Welcoming Mr Goh yesterday at the Republic Mansion, he spoke of his admiration for the progress Singapore has made in areas like the economy, trade, science and technology, as well as in the political process.


'It is very interesting for us to see an Asian country having been so successful in economic and political developments,' he said in brief remarks to reporters ahead of formal talks between the two delegations.

It was not only heartening that Asian countries had developed in such fields, it was also interesting to see how they were moving to 'redefine their relationships in this current complicated world', he added.

Mr Goh, who arrived on Sunday for the first trip by a Singaporean prime minister since Mr Lee Kuan Yew's visit in 1975, said he was here to begin the process of dialogue with President Khatami and Iranian leaders.

'Whenever I visit a place, my primary objective is to understand the place and to make friends. Once we are friends, business will follow,' he said in response to a question on business opportunities he saw here.

He noted the differences in size, population and make-up of Singaporean and Iranian societies, and said he was looking forward to a very interesting meeting with President Khatami.

This first session between the two leaders took place in one of the elegant rooms of the mansion, one of a number of buildings in the large and wooded presidential palace complex, not unlike the Istana complex in Singapore.

The President accompanied Mr Goh as he reviewed a guard of honour, part of a simple welcome ceremony which included the national anthems of both countries - the only difference here being that the guard-of-honour also sings the Iranian anthem while delivering the salute.

Taking a leaf from Mr Goh's point on the diversity of cultures and ethnic groups and the need to develop understanding and friendships, the Iranian leader said it was important for Asian countries to get to know each other.

'Iran is an important country in the region and we have a long history, and Iran has a unique geo-strategic situation in the region and is also a gateway to the area,' he said.

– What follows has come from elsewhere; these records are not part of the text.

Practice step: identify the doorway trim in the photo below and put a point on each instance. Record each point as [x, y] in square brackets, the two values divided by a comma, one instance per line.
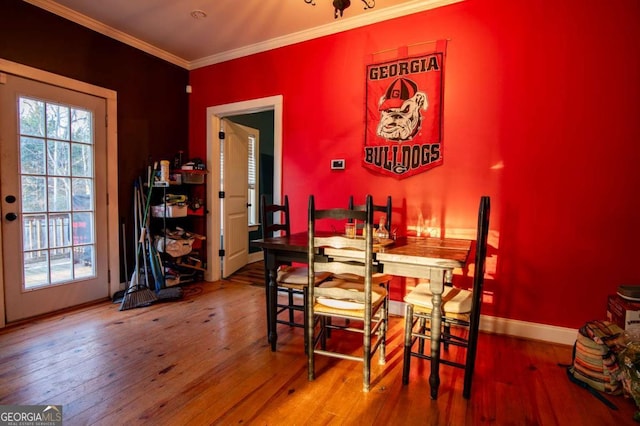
[110, 97]
[214, 115]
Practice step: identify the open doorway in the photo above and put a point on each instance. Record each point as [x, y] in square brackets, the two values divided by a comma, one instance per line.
[214, 117]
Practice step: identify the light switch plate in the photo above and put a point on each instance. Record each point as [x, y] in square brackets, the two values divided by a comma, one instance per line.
[337, 164]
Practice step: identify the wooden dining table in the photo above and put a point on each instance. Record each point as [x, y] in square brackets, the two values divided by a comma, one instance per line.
[413, 257]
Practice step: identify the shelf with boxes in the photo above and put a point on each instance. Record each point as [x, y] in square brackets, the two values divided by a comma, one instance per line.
[178, 224]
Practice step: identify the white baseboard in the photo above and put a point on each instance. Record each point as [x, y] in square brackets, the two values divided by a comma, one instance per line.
[516, 328]
[497, 325]
[255, 257]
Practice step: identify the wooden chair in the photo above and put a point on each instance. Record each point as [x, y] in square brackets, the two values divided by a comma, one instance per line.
[380, 208]
[291, 280]
[353, 295]
[460, 313]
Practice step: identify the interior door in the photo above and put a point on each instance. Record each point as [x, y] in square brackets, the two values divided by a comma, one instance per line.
[54, 202]
[235, 226]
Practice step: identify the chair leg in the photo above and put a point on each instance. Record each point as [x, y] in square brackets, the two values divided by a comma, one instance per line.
[382, 332]
[471, 357]
[422, 329]
[445, 340]
[366, 361]
[291, 310]
[309, 338]
[305, 319]
[408, 337]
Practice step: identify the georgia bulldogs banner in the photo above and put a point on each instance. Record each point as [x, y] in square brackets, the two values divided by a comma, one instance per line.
[403, 134]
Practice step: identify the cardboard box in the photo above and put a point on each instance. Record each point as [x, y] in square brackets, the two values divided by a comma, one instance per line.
[624, 313]
[172, 210]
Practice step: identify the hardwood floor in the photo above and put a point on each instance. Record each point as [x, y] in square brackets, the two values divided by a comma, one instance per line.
[204, 360]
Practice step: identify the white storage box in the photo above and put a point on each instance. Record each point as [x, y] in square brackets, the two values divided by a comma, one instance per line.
[171, 210]
[624, 313]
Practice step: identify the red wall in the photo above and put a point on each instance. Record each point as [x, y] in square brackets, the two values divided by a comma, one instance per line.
[540, 112]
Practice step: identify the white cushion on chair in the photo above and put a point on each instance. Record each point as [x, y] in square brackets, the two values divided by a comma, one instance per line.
[454, 300]
[298, 275]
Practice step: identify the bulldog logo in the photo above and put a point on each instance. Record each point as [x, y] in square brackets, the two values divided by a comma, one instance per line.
[400, 117]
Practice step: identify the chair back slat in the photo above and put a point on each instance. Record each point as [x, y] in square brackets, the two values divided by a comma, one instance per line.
[381, 208]
[268, 214]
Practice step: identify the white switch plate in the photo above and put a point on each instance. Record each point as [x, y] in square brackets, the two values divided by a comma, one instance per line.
[337, 164]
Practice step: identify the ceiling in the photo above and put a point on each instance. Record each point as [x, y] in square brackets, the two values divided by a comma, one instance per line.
[230, 29]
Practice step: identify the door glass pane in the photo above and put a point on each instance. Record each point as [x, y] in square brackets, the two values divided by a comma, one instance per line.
[57, 183]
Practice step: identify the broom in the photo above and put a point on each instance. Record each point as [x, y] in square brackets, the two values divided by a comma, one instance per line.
[138, 295]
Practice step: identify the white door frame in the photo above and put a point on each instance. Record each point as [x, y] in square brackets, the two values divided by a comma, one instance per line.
[214, 114]
[110, 97]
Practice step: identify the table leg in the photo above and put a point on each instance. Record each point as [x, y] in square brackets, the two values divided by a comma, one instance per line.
[437, 287]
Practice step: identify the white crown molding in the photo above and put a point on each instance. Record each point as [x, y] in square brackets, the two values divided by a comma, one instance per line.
[344, 24]
[108, 31]
[377, 15]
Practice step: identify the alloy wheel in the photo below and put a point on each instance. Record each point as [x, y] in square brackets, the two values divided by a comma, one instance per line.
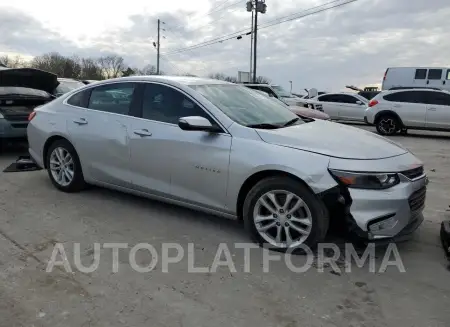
[282, 219]
[388, 126]
[61, 166]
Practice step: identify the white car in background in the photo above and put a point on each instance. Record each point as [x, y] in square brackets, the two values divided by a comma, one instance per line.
[400, 110]
[341, 106]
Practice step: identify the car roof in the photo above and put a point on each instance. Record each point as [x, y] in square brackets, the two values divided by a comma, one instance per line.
[185, 80]
[62, 79]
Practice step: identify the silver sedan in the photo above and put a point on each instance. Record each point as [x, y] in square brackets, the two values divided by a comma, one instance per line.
[224, 149]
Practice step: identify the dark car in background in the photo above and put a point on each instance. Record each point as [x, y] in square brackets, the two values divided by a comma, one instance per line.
[66, 85]
[21, 91]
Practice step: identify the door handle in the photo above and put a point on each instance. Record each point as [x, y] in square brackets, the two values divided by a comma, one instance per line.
[80, 121]
[142, 132]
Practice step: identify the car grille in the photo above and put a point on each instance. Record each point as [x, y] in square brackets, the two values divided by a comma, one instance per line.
[413, 173]
[417, 199]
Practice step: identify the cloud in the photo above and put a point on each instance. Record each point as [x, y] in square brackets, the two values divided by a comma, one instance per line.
[353, 44]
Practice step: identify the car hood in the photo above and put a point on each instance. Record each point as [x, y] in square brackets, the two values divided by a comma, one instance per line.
[29, 78]
[334, 140]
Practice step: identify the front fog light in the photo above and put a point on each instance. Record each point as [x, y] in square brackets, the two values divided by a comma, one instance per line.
[384, 224]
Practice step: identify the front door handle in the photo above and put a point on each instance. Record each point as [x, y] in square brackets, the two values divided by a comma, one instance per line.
[142, 132]
[80, 121]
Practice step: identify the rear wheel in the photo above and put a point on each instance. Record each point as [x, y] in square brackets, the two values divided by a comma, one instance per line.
[388, 125]
[64, 168]
[284, 214]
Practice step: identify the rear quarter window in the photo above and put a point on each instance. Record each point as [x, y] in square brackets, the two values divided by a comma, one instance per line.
[79, 99]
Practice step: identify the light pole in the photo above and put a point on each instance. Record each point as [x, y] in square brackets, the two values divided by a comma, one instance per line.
[258, 6]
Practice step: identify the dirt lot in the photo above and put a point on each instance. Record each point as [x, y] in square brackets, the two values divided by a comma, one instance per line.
[34, 217]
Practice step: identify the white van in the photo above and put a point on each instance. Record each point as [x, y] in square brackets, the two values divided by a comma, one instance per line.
[413, 77]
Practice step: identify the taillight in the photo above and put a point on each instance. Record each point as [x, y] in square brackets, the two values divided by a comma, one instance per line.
[31, 115]
[373, 103]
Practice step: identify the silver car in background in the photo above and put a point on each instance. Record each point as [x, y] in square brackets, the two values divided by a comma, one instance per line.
[224, 149]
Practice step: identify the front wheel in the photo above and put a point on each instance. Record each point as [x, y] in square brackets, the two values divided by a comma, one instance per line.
[388, 125]
[284, 214]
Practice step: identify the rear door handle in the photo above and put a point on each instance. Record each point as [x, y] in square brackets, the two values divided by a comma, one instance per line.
[142, 132]
[80, 121]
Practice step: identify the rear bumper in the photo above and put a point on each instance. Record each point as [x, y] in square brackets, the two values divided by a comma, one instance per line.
[13, 129]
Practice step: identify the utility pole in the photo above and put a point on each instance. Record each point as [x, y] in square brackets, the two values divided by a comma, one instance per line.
[157, 50]
[251, 50]
[257, 6]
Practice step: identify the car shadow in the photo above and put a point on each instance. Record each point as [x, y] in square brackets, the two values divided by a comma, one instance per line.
[13, 147]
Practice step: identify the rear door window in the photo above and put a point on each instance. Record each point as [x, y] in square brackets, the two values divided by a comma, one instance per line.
[114, 98]
[420, 74]
[438, 98]
[435, 74]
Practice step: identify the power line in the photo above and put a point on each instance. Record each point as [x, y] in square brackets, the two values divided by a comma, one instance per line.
[239, 34]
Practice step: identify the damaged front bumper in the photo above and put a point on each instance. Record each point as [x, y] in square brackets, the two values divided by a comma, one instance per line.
[374, 214]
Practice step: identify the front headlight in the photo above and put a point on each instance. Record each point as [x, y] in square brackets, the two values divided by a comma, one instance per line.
[377, 181]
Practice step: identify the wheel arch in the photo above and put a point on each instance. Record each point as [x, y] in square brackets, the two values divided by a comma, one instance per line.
[256, 177]
[47, 145]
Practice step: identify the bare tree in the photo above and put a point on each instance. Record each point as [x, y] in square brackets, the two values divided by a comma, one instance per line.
[12, 62]
[111, 66]
[90, 69]
[57, 64]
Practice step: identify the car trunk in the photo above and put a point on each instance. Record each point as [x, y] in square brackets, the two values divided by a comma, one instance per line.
[16, 103]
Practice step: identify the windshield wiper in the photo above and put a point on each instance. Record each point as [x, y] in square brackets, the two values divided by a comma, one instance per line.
[264, 126]
[291, 122]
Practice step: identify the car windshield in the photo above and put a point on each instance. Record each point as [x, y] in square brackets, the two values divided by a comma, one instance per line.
[67, 86]
[281, 92]
[245, 106]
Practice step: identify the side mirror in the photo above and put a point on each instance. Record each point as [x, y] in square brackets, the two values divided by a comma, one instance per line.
[196, 123]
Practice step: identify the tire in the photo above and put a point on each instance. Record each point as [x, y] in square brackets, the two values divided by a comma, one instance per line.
[388, 125]
[319, 220]
[77, 182]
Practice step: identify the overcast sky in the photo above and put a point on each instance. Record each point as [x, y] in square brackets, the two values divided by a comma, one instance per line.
[352, 44]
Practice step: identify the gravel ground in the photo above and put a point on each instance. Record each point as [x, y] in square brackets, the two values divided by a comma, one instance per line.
[34, 216]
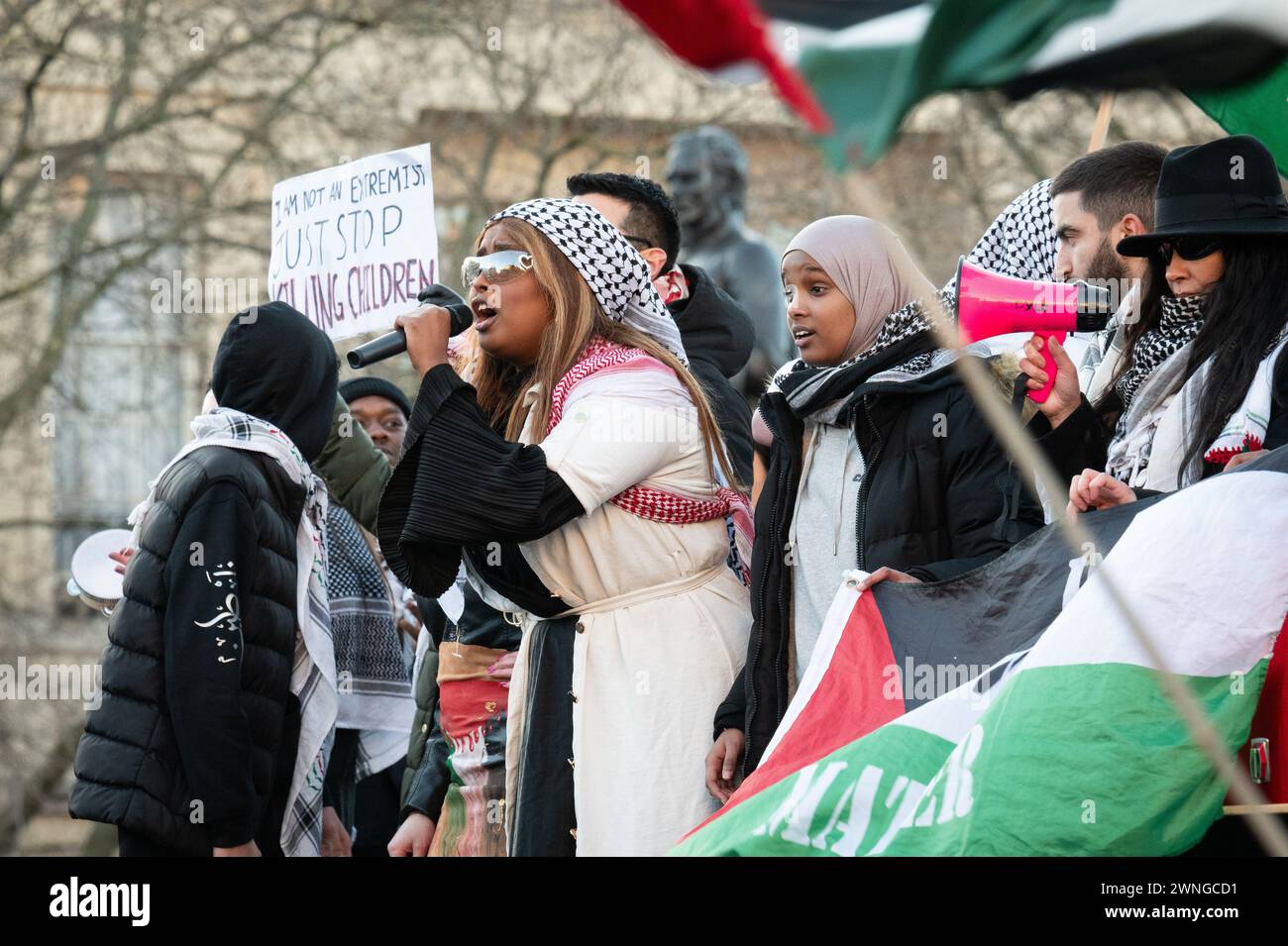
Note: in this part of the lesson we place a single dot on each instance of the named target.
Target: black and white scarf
(612, 267)
(373, 675)
(1180, 319)
(1020, 242)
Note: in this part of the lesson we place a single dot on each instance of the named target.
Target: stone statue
(706, 175)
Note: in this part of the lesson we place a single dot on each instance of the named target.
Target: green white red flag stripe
(1063, 747)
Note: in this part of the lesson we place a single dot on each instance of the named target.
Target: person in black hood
(717, 335)
(271, 366)
(193, 747)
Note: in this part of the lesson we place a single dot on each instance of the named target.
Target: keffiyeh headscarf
(1020, 242)
(1179, 322)
(612, 267)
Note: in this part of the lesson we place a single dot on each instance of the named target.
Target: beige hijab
(870, 265)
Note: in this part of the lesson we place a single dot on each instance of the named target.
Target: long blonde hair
(576, 317)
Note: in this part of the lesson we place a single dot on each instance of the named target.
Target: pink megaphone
(992, 304)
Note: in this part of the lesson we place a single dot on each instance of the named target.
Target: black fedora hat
(1228, 187)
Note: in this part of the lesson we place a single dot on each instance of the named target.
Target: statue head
(706, 172)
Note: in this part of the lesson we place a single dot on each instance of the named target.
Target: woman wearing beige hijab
(877, 460)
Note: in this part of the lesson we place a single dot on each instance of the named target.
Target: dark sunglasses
(1186, 248)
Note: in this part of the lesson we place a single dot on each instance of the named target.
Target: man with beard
(1098, 200)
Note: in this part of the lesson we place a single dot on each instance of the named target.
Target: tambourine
(94, 577)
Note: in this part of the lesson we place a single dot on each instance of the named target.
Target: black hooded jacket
(194, 742)
(931, 506)
(717, 338)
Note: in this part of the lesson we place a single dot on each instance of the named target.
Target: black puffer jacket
(931, 506)
(717, 338)
(141, 756)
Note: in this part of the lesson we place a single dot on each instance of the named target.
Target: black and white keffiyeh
(1180, 319)
(612, 267)
(373, 674)
(1020, 242)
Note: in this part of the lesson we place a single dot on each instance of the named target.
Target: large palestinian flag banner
(866, 63)
(1013, 710)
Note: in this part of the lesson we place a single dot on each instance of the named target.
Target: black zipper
(862, 512)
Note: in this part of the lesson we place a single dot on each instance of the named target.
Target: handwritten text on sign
(355, 245)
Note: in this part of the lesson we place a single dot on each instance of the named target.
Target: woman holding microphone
(583, 481)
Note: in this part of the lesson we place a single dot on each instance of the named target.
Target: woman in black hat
(1202, 379)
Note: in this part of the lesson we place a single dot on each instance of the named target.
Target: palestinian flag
(871, 60)
(1257, 108)
(1013, 712)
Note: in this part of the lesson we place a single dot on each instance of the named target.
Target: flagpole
(1100, 130)
(1033, 464)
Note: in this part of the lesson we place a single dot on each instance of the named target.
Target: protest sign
(353, 245)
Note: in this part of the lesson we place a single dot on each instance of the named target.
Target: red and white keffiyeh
(649, 502)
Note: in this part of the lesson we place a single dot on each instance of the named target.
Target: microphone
(395, 341)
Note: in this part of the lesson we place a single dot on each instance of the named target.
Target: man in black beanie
(373, 623)
(381, 408)
(205, 736)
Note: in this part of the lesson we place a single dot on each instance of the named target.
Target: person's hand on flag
(722, 764)
(1093, 489)
(1240, 459)
(888, 575)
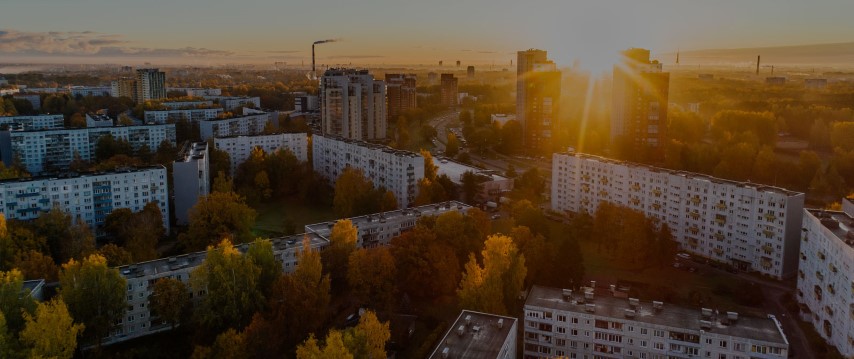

'Enhanced ties between Iran and Singapore mean that Singapore can also develop relations with the countries in Central Asia and the Middle East... I am sure the Prime Minister's visit to Iran is going to be a very good beginning and a very good start for our bilateral relations.'

Singapore's trade with Iran totalled US$2 billion (S$3.4 billion) last year, much of it being in petroleum products. But both sides see vast potential, in areas like infrastructure development, construction, food processing, telecommunications, medical, education and tourism.

Iran has also expressed interest in a possible free trade agreement with Singapore.

Just last week, Trade and Industry Minister George Yeo told a conference in Singapore of business opportunities in the Middle East and that the Government is moving to form much closer business and political ties there.

While Mr Goh said here that his current visit is not one in which he is looking at business opportunities, officials suggest it could be a catalyst and generate greater interest among the business community in Singapore.

The Prime Minister had a busy schedule yesterday, including calls on Iranian Supreme leader Ayatollah Ali Khamenei, laying a wreath at the shrine of the late Iman Khomeini, and talks with Commerce Minister Mohammad Shariatmadari and Foreign Affairs Minister Kamal Kharrazi.